ROANOKE TIMES 
                      Copyright (c) 1996, Roanoke Times

DATE: Saturday, June 8, 1996                 TAG: 9606090068
SECTION: VIRGINIA                 PAGE: C-2  EDITION: METRO 
SOURCE: ROBERT LITTLE STAFF WRITER 


HOPEFULS MUDDY AIRWAVES WARNER TURNS TO TV; MILLER USES RADIO

The primary is three days away, and the Republican candidates for U.S. Senate are fast at work pitching their versions of reality.

Sen. John Warner and challenger Jim Miller have revealed their strategies for the final days before Tuesday's vote, Warner with a series of statewide television commercials and Miller concentrating on radio advertisements.

With turnout expected to play a critical role Tuesday, both candidates share the same goal: Target the voters most likely to support them, and stir excitement about the election with a message they want to hear.

The barrage comes amidst a new poll indicating that Warner's support has been building over the past several months, and that Miller needs a low turnout - heavy on the hard-core Republicans - in order to win.

A poll by Mason-Dixon Political/Media Research in conjunction with WDBJ (Channel 7) and the Lynchburg Daily Advance gives Warner a 53-37 edge over Miller in Tuesday's contest, with 10 percent undecided. But that margin relies on a healthy dose of moderates and independents - a group considered less excited by the campaign than the anti-Warner hard-liners, and less apt to vote in bad weather.

The poll shows Warner's approval rating on the rise; 44 percent of likely voters had a favorable opinion of him in January 1995, compared with 53 percent this week. Miller's approval rating this week was 27 percent.

Here's a look at the campaign advertisements the two candidates are airing in the final days:

A Warner television commercial portrays Miller as a big spender during the 1980s, when he served as chairman of the Federal Trade Commission.

The ad highlights two points - that Miller spent $130,000 redecorating office space, and that he flew first class on 33 taxpayer-financed flights.

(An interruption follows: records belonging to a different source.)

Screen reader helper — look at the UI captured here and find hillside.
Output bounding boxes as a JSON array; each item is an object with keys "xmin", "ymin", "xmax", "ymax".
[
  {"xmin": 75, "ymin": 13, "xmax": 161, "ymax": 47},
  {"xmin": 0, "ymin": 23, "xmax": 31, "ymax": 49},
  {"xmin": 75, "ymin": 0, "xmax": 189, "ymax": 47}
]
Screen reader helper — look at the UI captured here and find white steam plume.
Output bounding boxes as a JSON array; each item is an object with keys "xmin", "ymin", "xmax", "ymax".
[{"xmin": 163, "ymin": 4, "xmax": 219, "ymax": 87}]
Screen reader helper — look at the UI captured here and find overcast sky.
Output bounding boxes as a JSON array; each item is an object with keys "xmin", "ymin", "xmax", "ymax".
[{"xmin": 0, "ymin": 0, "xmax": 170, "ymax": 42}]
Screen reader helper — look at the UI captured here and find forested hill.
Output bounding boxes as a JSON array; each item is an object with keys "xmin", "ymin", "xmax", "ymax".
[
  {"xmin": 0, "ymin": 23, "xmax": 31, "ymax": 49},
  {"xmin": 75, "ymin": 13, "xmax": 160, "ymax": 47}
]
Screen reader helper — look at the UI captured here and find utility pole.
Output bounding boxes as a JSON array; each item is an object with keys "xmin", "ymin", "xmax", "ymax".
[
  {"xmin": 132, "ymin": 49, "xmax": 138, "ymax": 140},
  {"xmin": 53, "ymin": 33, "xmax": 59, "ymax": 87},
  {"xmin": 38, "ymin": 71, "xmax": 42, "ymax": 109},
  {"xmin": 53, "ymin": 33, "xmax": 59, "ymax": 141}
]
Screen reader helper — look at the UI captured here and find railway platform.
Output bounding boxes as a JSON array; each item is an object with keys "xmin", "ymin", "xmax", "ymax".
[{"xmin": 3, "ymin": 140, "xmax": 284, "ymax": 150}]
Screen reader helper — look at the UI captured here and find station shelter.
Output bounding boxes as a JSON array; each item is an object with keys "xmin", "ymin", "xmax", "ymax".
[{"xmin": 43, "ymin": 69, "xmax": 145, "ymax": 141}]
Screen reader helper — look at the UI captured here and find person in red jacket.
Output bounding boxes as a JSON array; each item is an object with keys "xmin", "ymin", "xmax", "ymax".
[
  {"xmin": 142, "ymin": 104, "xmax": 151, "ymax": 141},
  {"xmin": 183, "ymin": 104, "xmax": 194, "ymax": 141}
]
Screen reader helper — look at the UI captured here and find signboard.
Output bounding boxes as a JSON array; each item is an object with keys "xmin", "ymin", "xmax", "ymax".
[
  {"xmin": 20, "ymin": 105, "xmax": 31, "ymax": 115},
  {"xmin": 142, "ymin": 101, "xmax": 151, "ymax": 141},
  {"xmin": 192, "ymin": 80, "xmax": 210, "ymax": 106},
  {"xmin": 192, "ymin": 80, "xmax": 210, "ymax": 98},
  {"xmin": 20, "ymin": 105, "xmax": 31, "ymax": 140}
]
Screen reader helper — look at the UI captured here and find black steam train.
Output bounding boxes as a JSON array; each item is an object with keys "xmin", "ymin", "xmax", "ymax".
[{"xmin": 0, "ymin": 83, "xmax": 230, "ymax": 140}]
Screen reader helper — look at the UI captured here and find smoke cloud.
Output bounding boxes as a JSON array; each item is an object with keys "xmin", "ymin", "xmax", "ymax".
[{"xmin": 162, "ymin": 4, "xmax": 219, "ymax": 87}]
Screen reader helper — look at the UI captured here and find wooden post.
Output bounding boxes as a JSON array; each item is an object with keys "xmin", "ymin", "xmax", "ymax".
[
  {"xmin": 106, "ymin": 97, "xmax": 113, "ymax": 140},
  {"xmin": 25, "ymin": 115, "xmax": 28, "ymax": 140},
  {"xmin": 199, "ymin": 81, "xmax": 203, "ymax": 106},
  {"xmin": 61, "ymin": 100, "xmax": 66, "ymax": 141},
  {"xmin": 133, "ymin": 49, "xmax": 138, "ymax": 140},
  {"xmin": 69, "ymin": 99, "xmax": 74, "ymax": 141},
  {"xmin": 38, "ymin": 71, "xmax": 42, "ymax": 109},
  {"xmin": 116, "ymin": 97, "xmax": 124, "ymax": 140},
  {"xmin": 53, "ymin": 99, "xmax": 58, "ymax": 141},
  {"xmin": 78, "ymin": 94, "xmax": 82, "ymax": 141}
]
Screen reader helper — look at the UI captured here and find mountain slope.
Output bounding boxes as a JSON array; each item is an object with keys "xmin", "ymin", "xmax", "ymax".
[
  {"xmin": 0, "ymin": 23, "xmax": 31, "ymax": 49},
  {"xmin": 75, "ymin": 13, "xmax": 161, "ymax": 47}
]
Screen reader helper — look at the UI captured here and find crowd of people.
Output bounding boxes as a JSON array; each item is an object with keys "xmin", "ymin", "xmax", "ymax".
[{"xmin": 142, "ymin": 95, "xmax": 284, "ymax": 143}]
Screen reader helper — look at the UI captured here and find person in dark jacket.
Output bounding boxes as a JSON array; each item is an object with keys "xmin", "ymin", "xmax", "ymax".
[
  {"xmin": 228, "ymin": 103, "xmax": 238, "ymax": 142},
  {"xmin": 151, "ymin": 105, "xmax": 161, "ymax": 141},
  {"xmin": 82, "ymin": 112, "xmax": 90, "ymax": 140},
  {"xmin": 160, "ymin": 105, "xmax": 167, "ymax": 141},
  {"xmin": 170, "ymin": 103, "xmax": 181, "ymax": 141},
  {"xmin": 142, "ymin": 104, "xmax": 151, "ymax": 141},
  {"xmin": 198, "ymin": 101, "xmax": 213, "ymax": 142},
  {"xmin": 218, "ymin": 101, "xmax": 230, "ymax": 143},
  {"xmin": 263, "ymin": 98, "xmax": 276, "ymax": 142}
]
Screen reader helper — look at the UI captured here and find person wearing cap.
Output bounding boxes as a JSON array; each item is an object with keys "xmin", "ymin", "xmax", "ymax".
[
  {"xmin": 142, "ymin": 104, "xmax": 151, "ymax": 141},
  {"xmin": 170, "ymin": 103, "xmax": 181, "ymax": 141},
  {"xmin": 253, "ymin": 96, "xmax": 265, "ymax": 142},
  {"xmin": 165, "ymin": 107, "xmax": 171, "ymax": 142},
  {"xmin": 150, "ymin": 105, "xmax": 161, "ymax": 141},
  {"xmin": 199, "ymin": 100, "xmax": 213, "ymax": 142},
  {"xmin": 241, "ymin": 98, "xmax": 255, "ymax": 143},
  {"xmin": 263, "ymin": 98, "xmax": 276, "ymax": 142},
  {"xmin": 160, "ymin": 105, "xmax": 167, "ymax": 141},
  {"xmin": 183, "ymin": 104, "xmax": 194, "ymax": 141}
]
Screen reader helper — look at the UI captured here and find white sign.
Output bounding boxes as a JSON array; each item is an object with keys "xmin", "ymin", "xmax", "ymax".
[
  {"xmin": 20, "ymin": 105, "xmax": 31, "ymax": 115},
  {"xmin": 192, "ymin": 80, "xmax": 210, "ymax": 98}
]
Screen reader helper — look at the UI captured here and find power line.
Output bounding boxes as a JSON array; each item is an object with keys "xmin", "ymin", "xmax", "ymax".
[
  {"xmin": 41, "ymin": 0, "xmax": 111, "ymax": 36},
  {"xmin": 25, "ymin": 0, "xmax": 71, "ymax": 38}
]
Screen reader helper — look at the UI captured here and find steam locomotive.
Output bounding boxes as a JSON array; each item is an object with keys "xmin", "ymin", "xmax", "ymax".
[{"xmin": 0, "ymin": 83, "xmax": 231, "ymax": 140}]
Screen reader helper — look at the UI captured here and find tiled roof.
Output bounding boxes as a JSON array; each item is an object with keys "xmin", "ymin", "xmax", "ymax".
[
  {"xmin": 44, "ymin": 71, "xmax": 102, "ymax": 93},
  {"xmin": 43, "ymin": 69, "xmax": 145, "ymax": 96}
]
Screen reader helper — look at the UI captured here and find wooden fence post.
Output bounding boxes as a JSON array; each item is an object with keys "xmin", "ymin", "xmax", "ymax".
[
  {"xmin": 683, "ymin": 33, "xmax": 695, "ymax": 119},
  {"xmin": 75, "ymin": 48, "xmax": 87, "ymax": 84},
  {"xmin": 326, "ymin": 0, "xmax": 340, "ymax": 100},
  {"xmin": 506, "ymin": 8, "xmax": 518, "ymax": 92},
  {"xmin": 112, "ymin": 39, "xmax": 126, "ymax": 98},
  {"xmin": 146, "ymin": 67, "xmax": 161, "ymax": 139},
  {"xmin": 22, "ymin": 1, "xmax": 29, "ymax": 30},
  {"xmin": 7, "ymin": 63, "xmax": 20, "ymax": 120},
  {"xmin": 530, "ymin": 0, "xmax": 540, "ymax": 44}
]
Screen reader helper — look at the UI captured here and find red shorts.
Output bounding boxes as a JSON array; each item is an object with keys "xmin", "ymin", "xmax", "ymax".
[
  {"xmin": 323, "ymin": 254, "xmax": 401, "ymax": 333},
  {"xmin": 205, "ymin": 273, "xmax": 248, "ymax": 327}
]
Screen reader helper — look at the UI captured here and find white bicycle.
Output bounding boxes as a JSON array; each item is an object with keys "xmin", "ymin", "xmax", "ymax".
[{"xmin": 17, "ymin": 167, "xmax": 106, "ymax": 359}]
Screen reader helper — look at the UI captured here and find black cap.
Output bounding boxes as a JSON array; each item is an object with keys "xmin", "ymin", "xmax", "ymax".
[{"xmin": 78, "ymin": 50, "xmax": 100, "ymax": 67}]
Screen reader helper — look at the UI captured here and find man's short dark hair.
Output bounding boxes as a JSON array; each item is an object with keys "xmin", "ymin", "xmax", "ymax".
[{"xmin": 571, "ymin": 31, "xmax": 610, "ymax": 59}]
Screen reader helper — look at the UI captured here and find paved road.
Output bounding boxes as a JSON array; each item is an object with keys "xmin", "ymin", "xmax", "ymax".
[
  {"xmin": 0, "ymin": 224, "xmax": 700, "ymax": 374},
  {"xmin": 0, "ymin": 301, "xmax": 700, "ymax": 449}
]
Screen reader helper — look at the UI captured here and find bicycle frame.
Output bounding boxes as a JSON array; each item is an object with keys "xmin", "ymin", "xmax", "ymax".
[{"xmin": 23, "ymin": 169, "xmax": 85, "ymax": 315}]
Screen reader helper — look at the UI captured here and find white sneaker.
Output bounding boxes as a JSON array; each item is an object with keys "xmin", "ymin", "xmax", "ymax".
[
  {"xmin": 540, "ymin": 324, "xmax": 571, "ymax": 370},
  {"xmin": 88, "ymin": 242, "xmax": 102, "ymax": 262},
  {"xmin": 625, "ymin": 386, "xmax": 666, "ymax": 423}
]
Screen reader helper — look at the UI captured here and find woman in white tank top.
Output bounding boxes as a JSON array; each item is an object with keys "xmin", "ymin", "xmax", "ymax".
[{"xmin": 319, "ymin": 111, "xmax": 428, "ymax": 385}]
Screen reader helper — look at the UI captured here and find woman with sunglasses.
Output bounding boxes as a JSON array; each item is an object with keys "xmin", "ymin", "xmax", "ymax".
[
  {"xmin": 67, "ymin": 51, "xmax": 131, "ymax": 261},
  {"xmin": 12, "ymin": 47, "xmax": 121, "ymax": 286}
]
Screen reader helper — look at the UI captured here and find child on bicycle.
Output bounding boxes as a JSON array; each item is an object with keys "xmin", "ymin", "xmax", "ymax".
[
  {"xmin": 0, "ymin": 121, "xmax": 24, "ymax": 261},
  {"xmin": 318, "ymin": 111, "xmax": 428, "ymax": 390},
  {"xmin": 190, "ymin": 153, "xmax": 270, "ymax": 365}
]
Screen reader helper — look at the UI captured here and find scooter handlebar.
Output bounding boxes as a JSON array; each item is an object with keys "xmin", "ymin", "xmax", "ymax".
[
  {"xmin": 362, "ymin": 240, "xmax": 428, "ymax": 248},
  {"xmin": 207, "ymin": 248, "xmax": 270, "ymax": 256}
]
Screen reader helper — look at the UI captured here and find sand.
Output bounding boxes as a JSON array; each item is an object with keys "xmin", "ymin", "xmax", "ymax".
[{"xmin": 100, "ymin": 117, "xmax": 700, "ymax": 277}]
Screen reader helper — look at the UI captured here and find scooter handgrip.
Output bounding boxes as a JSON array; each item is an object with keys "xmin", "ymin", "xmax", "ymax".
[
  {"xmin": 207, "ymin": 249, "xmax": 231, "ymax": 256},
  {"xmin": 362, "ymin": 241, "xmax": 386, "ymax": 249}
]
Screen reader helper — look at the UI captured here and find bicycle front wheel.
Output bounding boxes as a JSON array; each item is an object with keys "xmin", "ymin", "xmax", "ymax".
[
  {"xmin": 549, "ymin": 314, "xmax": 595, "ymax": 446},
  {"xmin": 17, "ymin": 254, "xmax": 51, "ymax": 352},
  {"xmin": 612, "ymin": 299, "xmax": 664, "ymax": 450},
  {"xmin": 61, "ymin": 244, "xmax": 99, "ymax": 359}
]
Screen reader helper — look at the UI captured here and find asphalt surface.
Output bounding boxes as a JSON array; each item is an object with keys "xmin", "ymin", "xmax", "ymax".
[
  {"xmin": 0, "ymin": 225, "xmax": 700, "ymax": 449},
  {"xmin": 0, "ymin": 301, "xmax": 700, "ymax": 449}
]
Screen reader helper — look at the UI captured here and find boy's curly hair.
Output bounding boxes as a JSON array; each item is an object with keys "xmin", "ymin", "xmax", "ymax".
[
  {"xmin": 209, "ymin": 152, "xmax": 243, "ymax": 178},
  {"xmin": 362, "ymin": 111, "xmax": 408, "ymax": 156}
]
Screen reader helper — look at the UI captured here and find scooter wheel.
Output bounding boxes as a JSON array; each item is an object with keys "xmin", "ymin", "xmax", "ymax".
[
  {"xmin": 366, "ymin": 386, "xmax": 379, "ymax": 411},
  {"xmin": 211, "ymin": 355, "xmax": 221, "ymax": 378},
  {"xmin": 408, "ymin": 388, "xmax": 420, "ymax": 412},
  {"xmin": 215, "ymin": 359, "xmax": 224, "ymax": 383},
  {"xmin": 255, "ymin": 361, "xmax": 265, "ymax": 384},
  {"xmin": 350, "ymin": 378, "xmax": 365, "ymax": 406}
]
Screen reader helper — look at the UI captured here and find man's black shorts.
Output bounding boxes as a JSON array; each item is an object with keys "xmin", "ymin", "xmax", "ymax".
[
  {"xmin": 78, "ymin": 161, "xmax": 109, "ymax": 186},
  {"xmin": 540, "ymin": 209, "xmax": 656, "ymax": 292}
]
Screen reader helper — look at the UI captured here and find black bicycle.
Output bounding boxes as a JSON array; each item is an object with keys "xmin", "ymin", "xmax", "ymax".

The money Miller spent on office improvements was used for all the FTC's executive offices, not just Miller's. Documents provided by the Warner campaign show only about $9,000 went to improvements to Miller's own office, a figure he claims is still inflated. Warner doesn't dispute that, but points out Miller still had to authorize the expenses.

Miller says he did take the first-class airline flights, but had authorization because of arthritis in his back. Warner's ad notes that the condition didn't keep Miller from riding a motorcycle to work. Miller maintains that his arthritis prohibits him from sitting in cramped places for long periods, not from any physical activity.

A radio commercial aired by Miller features a couple, reading a newspaper, lambasting Warner as a supporter of pornography, ``Clinton liberals,'' illegal aliens and government-funded abortions. Another commercial features Mike Farris, a conservative torch-bearer in the Virginia GOP, criticizing Warner for opposing his 1993 campaign for lieutenant governor.

Miller's advertisements speak to the two central strategies of his campaign: Characterizing Warner as a liberal and painting him as an enemy of the Republican Party.

The Mason-Dixon poll sampled 481 Virginians who said they will vote in Tuesday's primary. It has a margin of error of 4.6 percentage points.